Long-standing invoice and payment practices in asset-heavy and capital-intensive industries revolve around estimates and accruals for external financial reporting. The issues this creates are substantial, and without real-time numbers, it is impossible to ascertain an accurate, comprehensive visibility into spend and thus make informed business decisions based on a current position.
Further obscuring a profitable mindset, lack of data, inexact estimates, payment delays and elongated dispute and resolution cycles yield an impenetrability that hampers financial wellness.
As long as the disconnect prevails, the issues using estimates and accruals as foundational numbers will remain.

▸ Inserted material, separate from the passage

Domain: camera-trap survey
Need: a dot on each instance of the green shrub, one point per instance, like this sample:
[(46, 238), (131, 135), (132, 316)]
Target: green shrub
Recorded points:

The solution to said woes exists in blockchain-powered and secured smart contracts.
The Antidote: Smart Contracts
By enabling counterparties in any commercial relationship to evolve beyond the stagnant, outmoded contracting model into an automated and certain one, smart contracts can fundamentally transform processes including access to real-time information and automating payments, making invoicing processes obsolete while enabling the ability to understand business performance in real-time.
In a smart contract, existing natural language contracts are essentially turned into code supported by blockchain’s immutable and distributed record-keeping capabilities. By tapping into operational field data, industrial internet of things (IIoT) connected devices and other information sources, real-time measurements are used to confirm pre-agreed terms of a contract have been satisfied. This means that instead of relying on estimates to book accruals, automated transactions support an immediacy that enables digestion of spend daily of desired.
Financial Visibility Realized
By deploying blockchain-powered smart contracts, siloed corporate views and rigid, outdated workflows that exacerbate transactional discord and prolong a lack of financial clarity can be overcome.
Moving to frictionless and certain smart contracts solve issues around speed, trust, accuracy and visibility in transactional relationships. After all, isn’t it about time that companies today understand exact costs as they unfold instead of depending on lagging invoice processes, payment delays and administratively-taxing dispute and reconciliation processes?